Saturday, January 14, 2006

Scrapbooking with Found Items

By Christina VanGinkel

Creating a scrapbook does not have to be an expensive venture. It is tempting with all of the available products on the market, to spend x amount of dollars on fancy papers, embellishments, and the such, but combining those items with found items will do two things, keep your albums unique, and save you on the overall cost. Some common household and everyday found objects that can be incorporated into your layouts to keep them fresh and avoid the run of the mill pages that you can end up with by using just store bought embellishments include:

Wire
Buttons
Safety pins
Paper clips
Ribbon
Playing cards
Rick Rack
Paper bags in assorted sizes
Silk flowers
Recycled Christmas and other occasion cards
String
Small candy tins

Lunch Sack Album

Many of these items can be incorporated with some typical scrapbook supplies to create some unique, even stunning scrapbooks.
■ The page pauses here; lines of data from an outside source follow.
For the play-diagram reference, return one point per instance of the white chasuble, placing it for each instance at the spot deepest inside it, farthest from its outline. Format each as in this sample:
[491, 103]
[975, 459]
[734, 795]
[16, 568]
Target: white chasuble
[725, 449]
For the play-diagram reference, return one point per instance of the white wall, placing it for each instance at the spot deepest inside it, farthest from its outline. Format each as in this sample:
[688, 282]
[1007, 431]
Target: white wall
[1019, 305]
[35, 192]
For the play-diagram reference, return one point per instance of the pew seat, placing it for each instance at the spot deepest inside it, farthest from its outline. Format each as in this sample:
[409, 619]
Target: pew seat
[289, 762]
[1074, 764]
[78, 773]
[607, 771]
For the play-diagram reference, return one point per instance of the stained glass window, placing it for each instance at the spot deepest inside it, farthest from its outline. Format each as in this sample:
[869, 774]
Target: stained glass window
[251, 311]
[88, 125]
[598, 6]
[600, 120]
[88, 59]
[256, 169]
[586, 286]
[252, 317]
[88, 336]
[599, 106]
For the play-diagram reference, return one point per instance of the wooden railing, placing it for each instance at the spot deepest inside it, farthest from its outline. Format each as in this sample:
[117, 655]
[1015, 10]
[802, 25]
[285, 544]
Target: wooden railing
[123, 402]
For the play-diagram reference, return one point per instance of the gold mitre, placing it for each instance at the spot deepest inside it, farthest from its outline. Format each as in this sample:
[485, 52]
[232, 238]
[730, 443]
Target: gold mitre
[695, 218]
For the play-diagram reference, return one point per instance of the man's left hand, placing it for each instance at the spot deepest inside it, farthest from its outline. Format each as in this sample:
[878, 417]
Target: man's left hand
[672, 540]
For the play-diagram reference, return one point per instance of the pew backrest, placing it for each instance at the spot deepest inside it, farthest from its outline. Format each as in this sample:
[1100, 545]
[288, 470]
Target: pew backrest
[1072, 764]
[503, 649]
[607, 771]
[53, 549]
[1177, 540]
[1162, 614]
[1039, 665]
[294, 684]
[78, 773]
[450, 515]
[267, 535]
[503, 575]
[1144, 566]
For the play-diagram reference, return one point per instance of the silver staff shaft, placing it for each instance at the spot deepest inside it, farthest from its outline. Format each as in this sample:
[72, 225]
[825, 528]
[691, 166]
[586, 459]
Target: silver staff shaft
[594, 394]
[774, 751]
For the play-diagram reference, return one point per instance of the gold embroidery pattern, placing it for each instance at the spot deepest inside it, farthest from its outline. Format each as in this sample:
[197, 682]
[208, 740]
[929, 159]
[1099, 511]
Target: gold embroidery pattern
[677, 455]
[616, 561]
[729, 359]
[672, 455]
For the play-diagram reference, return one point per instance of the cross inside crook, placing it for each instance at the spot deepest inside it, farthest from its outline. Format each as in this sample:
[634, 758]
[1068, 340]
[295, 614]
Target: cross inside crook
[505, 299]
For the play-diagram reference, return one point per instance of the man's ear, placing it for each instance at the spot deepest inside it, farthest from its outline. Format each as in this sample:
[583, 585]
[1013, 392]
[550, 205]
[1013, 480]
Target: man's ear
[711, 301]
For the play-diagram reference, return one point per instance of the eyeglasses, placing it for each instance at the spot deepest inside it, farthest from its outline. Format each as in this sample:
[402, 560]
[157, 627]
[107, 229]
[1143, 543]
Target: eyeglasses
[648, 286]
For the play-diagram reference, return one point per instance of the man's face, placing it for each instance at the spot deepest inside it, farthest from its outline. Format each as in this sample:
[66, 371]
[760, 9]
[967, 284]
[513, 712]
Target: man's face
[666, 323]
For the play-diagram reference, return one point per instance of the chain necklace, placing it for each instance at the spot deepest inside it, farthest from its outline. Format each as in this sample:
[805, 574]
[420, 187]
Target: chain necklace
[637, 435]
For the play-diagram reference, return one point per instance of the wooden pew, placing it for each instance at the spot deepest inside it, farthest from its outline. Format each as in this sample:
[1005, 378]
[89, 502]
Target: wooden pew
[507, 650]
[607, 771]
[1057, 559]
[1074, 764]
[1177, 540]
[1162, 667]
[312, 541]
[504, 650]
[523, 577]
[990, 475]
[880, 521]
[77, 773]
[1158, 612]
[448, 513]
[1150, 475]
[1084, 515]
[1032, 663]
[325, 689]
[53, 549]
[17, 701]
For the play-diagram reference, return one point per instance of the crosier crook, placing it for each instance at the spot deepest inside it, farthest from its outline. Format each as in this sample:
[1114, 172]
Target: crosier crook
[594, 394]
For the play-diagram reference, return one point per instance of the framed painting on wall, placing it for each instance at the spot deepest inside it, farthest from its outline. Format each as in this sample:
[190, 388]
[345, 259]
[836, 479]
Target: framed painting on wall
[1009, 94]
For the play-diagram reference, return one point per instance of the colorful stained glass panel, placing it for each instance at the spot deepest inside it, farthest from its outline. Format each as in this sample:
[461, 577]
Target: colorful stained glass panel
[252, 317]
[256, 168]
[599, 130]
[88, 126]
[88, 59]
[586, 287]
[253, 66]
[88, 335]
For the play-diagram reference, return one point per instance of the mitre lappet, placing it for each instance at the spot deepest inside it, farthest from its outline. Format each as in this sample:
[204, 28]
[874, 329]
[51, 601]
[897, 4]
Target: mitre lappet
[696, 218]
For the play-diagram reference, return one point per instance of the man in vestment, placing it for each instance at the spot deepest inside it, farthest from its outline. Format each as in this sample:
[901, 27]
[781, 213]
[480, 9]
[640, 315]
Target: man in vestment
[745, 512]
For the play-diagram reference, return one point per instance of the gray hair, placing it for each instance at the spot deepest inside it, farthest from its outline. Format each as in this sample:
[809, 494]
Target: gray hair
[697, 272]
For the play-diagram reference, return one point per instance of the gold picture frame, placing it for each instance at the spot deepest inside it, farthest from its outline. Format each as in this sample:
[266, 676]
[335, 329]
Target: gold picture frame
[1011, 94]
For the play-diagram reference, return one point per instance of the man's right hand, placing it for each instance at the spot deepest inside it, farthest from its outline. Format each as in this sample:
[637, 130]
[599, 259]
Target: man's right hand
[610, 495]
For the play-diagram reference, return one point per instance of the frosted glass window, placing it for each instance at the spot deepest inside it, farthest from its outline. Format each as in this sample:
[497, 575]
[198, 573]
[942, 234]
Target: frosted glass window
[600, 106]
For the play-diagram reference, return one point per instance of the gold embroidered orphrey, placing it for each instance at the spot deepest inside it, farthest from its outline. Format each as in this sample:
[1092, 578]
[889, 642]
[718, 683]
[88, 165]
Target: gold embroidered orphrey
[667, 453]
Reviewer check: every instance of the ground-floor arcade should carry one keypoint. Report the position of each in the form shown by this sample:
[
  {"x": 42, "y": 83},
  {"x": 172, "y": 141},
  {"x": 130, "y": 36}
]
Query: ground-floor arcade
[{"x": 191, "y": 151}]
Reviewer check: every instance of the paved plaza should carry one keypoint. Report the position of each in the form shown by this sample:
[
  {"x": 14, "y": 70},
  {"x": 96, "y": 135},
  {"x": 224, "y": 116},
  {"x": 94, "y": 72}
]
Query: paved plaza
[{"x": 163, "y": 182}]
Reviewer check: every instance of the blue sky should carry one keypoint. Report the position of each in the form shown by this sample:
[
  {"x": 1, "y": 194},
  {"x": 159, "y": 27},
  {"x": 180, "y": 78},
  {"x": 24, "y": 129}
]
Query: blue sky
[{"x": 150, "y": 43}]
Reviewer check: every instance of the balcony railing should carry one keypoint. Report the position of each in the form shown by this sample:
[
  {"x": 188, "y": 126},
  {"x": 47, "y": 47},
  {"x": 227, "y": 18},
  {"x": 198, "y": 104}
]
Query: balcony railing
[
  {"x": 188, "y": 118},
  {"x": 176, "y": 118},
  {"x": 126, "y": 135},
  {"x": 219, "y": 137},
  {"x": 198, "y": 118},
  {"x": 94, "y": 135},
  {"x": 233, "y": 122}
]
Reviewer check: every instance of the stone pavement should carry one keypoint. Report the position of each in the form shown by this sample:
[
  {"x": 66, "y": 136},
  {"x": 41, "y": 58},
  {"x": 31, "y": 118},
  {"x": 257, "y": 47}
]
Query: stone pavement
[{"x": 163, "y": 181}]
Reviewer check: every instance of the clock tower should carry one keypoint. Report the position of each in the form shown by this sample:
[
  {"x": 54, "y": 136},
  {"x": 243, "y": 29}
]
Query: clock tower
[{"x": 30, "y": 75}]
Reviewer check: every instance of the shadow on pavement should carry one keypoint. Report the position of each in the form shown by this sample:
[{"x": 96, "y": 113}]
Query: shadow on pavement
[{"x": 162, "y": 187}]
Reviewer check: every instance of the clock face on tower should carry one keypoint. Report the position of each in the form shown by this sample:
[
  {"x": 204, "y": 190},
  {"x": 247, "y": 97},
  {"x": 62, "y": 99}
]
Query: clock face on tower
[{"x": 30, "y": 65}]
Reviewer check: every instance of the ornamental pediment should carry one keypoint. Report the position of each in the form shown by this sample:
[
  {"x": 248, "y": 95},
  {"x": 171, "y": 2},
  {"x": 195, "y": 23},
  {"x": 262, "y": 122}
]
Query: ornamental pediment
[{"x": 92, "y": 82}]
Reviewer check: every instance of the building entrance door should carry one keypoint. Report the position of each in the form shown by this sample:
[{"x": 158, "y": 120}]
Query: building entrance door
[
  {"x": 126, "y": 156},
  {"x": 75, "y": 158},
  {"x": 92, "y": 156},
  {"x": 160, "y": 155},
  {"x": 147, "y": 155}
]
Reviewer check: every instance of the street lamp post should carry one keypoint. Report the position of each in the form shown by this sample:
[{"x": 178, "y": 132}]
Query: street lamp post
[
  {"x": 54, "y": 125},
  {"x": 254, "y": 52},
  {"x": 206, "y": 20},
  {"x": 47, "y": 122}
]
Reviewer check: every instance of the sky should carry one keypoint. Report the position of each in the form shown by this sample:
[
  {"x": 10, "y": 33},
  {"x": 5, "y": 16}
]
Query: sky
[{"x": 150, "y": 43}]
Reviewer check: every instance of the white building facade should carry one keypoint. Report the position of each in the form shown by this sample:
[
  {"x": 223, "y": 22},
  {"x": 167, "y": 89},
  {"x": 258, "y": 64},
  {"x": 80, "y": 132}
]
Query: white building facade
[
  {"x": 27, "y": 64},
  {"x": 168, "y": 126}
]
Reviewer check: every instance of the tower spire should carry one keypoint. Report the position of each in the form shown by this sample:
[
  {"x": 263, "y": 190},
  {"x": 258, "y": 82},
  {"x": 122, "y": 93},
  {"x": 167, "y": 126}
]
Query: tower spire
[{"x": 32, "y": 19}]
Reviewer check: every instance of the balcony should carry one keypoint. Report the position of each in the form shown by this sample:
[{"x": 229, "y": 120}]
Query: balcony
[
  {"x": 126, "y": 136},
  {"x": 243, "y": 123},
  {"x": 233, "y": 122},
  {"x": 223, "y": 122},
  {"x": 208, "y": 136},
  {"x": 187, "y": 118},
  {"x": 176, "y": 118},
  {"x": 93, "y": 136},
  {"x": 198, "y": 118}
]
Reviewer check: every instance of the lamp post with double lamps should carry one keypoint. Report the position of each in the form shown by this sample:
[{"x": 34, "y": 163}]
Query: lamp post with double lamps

For example sized paper bags can be folded in half to create an album. I used white and brown bags, but keep in mind that they come in all sorts of different colors, adding to the unlimited possibilities for creating your albums. Choose a theme to make into a scrapbook, and then start with two or three bags, depending on how many pictures and journaling spaces you want to incorporate into each. Fold them in half, length wise, and you will begin to see the intention of the shape of the album. You will also need a scrapbook binding book binder at this point. They are reasonably priced and can be purchased for less than forty dollars, and though this initial investment may seem costly, you will use it repeatedly. The one I purchased came with an initial ten combs to get me started. You will use the machine to punch holes through the folded area of each bag, one at a time. You then put the comb in the machine, place the bags back in and the machine places the comb into the holes you just punched. The comb can be easily trimmed with a pair of scissors once you remove the finished book from the machine, to give your finished book a professional overall look. If you wish to decorate your book before or after binding is totally up to you. I do mine after binding, but I know some people who decorate the bags, insert all their pictures and journaling, and then only bind the book when they are confident that it is a finished product. If you only wish to make a single album or two in this manner, many schools and churches have these machines for making cookbooks and other easy books. Contact some organizations such as these to see if they would bind the lunch sacks for you, or contact a local printing place to see if they would. Most will for a very reasonable charge, making this project still much cheaper than buying a scrapbook.

Purse Sized Tin Album

Can you believe that you can make a mini album from a deck of playing cards and a candy tin? Look for an Altoid type tin container, or other small tin that can fit playing cards inside. Cards can be trimmed if needed. Cover the tin in whatever craft materials you have, such as paper and Modge Podge, polymer clay, even leftover contact paper. Finish by decorating with embellishments to create the look you want to highlight the pictures you plan to place in the tin. Depending on the size of tin you go with, alter the playing cards if needed so that they will fit inside, then lay out a strip of the cards in the number of pages you want your album to have. Lay a strip of double sided tape down the middle of the strip of cards, giving each card a small space between the one next to it so that once assembles, the album will fold easy. Go back and place a second row of cards over the top side of the double-sided tape. You will now have your cards ready to decorate. Print your photos on your photo printer in a size that can fit the cards. Decorate in any manner you choose, incorporating journaling and the pictures as you go. Fold up and place into the tin for a perfect purse sized album to share with whoever asks you how your scrapbooking is going.